First Author  Myo AC Year  2023
Journal  Arch Oral Biol Volume  153
Pages  105753 PubMed ID  37348363
Mgi Jnum  J:339779 Mgi Id  MGI:7524079
Doi  10.1016/j.archoralbio.2023.105753 Citation  Myo AC, et al. (2023) Exosome-mediated small interfering RNA delivery inhibits aberrant osteoblast differentiation in Apert syndrome model mice.

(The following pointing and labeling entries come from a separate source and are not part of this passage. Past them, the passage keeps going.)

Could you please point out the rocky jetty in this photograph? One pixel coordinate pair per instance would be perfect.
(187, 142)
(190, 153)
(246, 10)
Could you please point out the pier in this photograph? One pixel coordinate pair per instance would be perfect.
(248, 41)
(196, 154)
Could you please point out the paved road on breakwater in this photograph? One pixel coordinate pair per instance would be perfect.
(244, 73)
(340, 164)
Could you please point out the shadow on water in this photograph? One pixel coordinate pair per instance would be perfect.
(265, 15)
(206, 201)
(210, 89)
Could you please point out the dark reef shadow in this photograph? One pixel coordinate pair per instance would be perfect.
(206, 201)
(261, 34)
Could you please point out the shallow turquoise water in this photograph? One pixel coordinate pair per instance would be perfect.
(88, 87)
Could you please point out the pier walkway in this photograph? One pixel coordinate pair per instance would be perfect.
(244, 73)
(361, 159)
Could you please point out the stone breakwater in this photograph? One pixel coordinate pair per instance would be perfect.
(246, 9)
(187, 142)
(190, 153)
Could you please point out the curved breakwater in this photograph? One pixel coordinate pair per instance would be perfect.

Arch Oral Biol 153:105753
abstractText  OBJECTIVE: Apert syndrome, an autosomal dominant congenital disorder characterized by craniosynostosis, is caused by a missense mutation (S252W or P253R) in fibroblast growth factor receptor 2 (FGFR2). Exosomes are naturally occurring carriers that deliver nucleic acids, including small interfering RNA (siRNA), to induce gene silencing. This study aimed to develop siRNA-loaded exosomes (Ex-siRNA(Fgfr2S252W)) to silence the Fgfr2(S252W) gain-of-function mutation, thereby inhibiting the increased osteoblastic differentiation caused by the constitutive activation of FGFR2 signaling in calvarial osteoblastic cells isolated from Apert syndrome model mice. DESIGN: Primary calvarial osteoblast-like cells were isolated from the embryonic calvarial sutures of the Apert syndrome model (Fgfr2(S252W/+)) and littermate wild-type mice (Ap-Ob and Wt-Ob, respectively). Exosomes were extracted from the serum of wild-type mice, validated using biomarkers, and used to encapsulate siRNAs. After exosome-mediated siRNA transfection, cells were analyzed under a fluorescence microscope to validate the delivery of Ex-siRNA(Fgfr2S252W), followed by western blot and real-time reverse transcription polymerase chain reaction analyses. RESULTS: After 24 h of Ex-siRNA(Fgfr2S252W) delivery in both Ap-Ob and Wt-Ob, siRNA-loaded exosome delivery was validated. Moreover, p44/42 mitogen-activated protein kinase (MAPK) phosphorylation, runt-related transcription factor 2 (Runx2), and collagen type 1 alpha 1 (Col1a1) mRNA expression, and alkaline phosphatase (ALP) activity were significantly increased in Ap-Ob. The levels of phospho-p44/42 protein, Runx2, Col1a1, and ALP were significantly decreased after Ex-siRNA(Fgfr2S252W) transfection but did not affect Wt-Ob. CONCLUSIONS: These results indicate that exosome-mediated delivery of siRNA targeting Fgfr2(S252W) is a potential non-invasive treatment for aberrant FGF/FGFR signaling.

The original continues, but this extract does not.